被害妄想もあるだろう。霧が濃く、閉鎖的であり、周囲は魔物だらけ。疎外感に苛まれる窮屈なこの環境下で、精神が脅かされないはずもない。少し歩いただけで、村の者たちが私の存在を疎ましく思っているような気がしてしまって、外の空気を吸おうと出かけたにも関わらず、五分としないうちに戻ってしまったのだ。
こんな気持ちは初めてだった。それも全て、アンバーとの関係がまた拗れてしまったのが原因だろう。その上、彼女は見当たらなかった。待てど暮らせど帰ってもこない。まだ、私とは距離を置きたいのだろう。
──アンバー。ごめん。
何度も、何度も、心の中で謝りながら、小屋の隅でぼうっとしていると、不意に窓辺から物音がした。見れば、そこには小さな影があった。
猫だ。黒猫だ。
一応、この村にも猫はいる。人狼たちも満月の日に狼になってしまうだけで、それ以外の日は人間らしく暮らしているのだ。家畜もいるし、その中には鼠対策とは名ばかりの猫もたくさんいる。黒猫だっていたはずだが、それでも、私はこの度の黒猫がただの気まぐれな来訪者でないことをすぐに察した。覚えのある顔だったからだ。
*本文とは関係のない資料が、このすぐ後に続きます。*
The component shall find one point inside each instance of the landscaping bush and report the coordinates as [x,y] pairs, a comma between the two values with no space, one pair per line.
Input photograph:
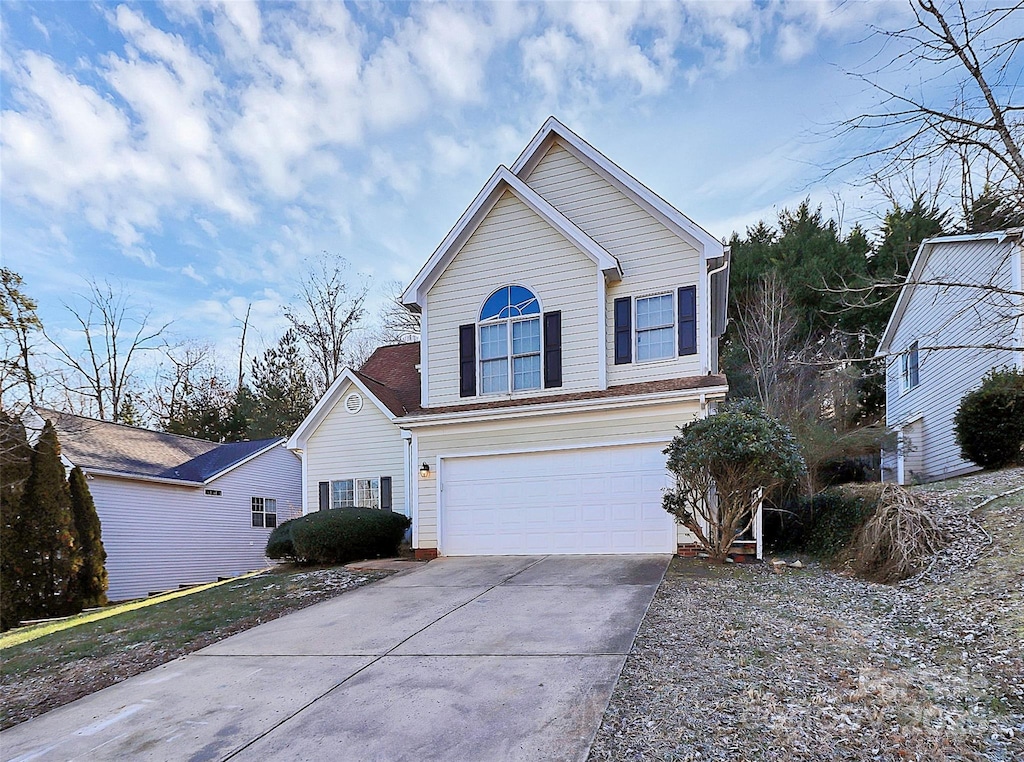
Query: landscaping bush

そっと窓を開けて中に招き入れると、黒猫は軽やかな身のこなしで床に着地し、私が窓を閉めると同時に、やれやれといった様子で大きく溜息を吐いた。
「全く、苦労したわ。久しぶりね、カッライス」
間違いない。ダイアナだった。声を聴くのも久しぶりだ。
「久しぶりだね、ダイアナ。よくここまで来られたね」
「そりゃあ、魔女ですもの。だけど、大変だったわ。あたしがもう少し未熟だったら無理だったかもしれないわね」
「霧を超える方法を知っているんだね?」
期待を込めて訊ねるも、ダイアナは猫の姿のまま苦笑した。
「ええ、一応は。けれどね、カッライス、あなたのご期待には沿えないわ。あの霧を超えるのは、魔法を使える人じゃないと無理。何なら、魔女だって普通はここまで無茶はしないの。でも、契約の為ですもの。それに、ちょっと心配だったし」
そう言うと、ダイアナは周囲をきょろきょろと見渡した。
「ところで、アンバーは?」
「外に出ている。しばらくは戻ってこないだろうね」
なるべく平静を装って答えたのだが、ダイアナは月の光のような目をこちらに向けると、何かを察したように尻尾をゆらりと揺らした。
「さては喧嘩したわね」
「……まあ、そんなところかな」
目を逸らしつつ素直に答えると、ダイアナは呆れたように溜息を吐いた。
「全く。こんなおっかない村で大事な恋人を放置するなんて、駄目な狼ね。……それに、今のこの状況で仲間割れっていうのも、あまりよくないわ」
声色を変え、ダイアナは私に近寄ってきた。
「月の都にドッゲが来ている」
短いその報告に、私は寒気を感じた。
「目的は?」
「勿論、目当ての毛色の狼を捜しに。この村の事も当然、彼は知っているのでしょう。理想の毛色の者がいたら、悪さをしているかどうかに拘らず仕留めるつもりみたいね。まずいことに、彼が欲しているその毛色って言うのが……」
「月毛の狼……そう言っていた」
かつて、ドッゲ自身が言っていたことだ。アンバーのような毛色を求める人物がいる。高値で売れるというだけの理由で、命を奪われかねない。
「……まずいね。どうしよう」
「都には戻らない事ね。少なくともアンバーに関しては、この村に留まった方がいいまである。二人で森の何処かに野宿するのもいいかも。それか、変装させることね。髪を隠すだけでも目立たなくなるわ」
「変装、ね」
静かに同意しつつも、不安は消えなかった。
不味いのは、ドッゲが私のことを知っているということだ。一度会っただけということで顔を忘れていて欲しいものだが、それを期待するのはあまりに無防備だろう。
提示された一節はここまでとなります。